There’s nothing I can say about Mrs T that hasn’t been said. Every facet of her life has been put under the microscope in recent weeks, even her contributions to the invention of soft-scoop ice cream. To many in higher education, her reign signalled the beginning of the end, the first retreat of government from its responsibilities to the sector. Proponents, on the other hand, simply regard it as having been “the end of the beginning”; an opportunity to throw off the shackles of the state and grow.

Disagreement is the only constant across the lines of commentary. One struggles to find a description of the former prime minister that all might be able to agree with. Save perhaps this: Mrs Thatcher knew what she believed in, she liked a fight, she liked to win and she won often. But to many, even her closest political allies, those victories were often regarded as pyrrhic.

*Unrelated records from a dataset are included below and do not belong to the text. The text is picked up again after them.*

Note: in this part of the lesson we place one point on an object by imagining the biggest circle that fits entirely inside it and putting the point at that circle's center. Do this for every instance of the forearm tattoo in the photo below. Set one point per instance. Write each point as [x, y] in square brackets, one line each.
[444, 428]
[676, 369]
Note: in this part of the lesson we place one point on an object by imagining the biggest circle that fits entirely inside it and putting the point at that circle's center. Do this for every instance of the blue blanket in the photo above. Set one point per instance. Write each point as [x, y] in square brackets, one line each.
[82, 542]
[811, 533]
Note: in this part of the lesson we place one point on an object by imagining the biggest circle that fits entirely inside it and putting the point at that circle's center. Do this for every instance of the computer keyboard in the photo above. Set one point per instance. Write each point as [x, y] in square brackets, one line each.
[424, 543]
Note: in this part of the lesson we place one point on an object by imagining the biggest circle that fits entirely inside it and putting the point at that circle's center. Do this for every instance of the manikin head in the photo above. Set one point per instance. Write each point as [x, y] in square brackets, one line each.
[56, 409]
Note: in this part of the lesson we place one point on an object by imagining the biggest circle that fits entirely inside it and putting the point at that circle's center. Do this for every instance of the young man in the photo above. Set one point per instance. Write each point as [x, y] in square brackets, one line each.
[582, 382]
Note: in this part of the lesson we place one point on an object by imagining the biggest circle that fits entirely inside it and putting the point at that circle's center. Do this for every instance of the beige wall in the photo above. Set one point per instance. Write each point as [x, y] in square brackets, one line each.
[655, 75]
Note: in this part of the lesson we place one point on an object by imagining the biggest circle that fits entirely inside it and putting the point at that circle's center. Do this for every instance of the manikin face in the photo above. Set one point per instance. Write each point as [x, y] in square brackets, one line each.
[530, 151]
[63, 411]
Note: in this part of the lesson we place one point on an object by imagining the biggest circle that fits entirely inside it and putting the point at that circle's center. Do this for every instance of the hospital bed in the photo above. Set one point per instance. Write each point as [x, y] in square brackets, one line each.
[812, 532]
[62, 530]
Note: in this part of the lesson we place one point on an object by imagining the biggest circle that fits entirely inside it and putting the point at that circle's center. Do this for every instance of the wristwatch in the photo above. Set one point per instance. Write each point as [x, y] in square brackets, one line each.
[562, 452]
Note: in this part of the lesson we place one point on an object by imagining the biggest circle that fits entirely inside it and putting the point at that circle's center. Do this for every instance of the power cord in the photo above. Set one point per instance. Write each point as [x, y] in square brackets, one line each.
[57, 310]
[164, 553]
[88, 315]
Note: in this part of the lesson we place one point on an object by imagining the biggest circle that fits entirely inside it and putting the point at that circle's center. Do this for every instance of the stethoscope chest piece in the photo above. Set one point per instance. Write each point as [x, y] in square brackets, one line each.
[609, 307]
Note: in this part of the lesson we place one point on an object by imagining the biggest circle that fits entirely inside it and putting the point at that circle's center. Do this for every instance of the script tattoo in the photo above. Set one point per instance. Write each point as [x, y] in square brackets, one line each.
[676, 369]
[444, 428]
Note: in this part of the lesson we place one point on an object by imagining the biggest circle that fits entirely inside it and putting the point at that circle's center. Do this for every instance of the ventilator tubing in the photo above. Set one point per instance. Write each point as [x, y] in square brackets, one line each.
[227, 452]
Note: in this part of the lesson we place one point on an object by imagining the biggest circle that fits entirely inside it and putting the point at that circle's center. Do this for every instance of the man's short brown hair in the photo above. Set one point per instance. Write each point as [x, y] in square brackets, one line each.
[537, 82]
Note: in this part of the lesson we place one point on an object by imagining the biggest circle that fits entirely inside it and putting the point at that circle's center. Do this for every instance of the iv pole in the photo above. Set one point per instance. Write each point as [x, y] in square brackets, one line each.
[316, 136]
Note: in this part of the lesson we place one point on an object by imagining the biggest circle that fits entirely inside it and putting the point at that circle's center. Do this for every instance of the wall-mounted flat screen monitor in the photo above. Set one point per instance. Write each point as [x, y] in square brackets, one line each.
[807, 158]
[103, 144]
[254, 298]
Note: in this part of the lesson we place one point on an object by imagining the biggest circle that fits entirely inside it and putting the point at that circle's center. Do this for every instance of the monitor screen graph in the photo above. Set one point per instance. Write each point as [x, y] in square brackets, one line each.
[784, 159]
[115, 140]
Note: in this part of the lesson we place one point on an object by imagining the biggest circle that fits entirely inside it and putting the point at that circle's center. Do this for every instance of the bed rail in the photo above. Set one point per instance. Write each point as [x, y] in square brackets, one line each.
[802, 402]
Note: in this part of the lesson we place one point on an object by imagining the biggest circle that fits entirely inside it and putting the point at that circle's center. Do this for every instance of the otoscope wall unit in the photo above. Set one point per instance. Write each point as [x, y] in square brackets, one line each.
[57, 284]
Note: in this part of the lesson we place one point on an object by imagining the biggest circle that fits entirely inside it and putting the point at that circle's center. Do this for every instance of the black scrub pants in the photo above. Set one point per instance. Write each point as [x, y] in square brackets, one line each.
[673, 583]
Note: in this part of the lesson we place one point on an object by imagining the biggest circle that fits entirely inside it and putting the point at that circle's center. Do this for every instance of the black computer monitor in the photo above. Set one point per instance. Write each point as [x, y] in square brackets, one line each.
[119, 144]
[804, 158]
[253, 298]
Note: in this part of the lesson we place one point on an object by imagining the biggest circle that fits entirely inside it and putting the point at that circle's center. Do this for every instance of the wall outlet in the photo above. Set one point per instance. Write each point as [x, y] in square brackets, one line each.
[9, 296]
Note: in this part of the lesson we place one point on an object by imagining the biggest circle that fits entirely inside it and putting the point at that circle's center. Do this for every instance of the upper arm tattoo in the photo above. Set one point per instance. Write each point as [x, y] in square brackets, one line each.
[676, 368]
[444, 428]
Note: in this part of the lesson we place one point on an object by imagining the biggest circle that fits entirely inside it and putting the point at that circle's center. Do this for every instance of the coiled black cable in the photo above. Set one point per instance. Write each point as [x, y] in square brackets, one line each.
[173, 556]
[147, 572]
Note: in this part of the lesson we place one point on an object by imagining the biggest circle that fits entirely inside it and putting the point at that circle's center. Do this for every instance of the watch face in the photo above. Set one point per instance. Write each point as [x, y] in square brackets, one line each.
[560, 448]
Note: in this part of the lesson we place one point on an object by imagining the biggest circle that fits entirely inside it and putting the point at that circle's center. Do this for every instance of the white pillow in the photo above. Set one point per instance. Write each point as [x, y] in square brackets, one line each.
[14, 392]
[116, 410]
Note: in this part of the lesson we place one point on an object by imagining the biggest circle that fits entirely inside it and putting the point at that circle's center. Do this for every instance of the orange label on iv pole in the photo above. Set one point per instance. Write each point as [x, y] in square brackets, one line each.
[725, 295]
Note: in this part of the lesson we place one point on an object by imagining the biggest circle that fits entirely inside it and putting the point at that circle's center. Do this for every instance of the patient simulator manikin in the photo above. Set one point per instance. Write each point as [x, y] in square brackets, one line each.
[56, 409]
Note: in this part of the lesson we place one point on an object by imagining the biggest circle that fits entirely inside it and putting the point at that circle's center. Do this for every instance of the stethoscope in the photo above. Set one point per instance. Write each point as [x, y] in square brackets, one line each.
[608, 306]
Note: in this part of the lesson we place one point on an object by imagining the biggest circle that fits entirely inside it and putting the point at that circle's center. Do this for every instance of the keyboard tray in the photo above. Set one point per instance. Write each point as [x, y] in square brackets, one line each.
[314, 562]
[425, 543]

I offer this in epilogue. When I was a junior doctor we had a standard battery of 10 questions that we used at the bedside to try to assess the level of cognitive decline in patients suffering from dementia. These included asking patients the dates of the First World War, the time of day, the current date and the name of the current monarch. The name of the prime minister was also part of that assessment but, during Thatcher’s stewardship, studies found that because so few people got that question wrong, it ceased to be useful as an accurate discriminator.

Mrs Thatcher, of course, would herself later fall victim to the disease of dementia before succumbing to stroke. But although she is now gone, it seems clear that she will never be forgotten.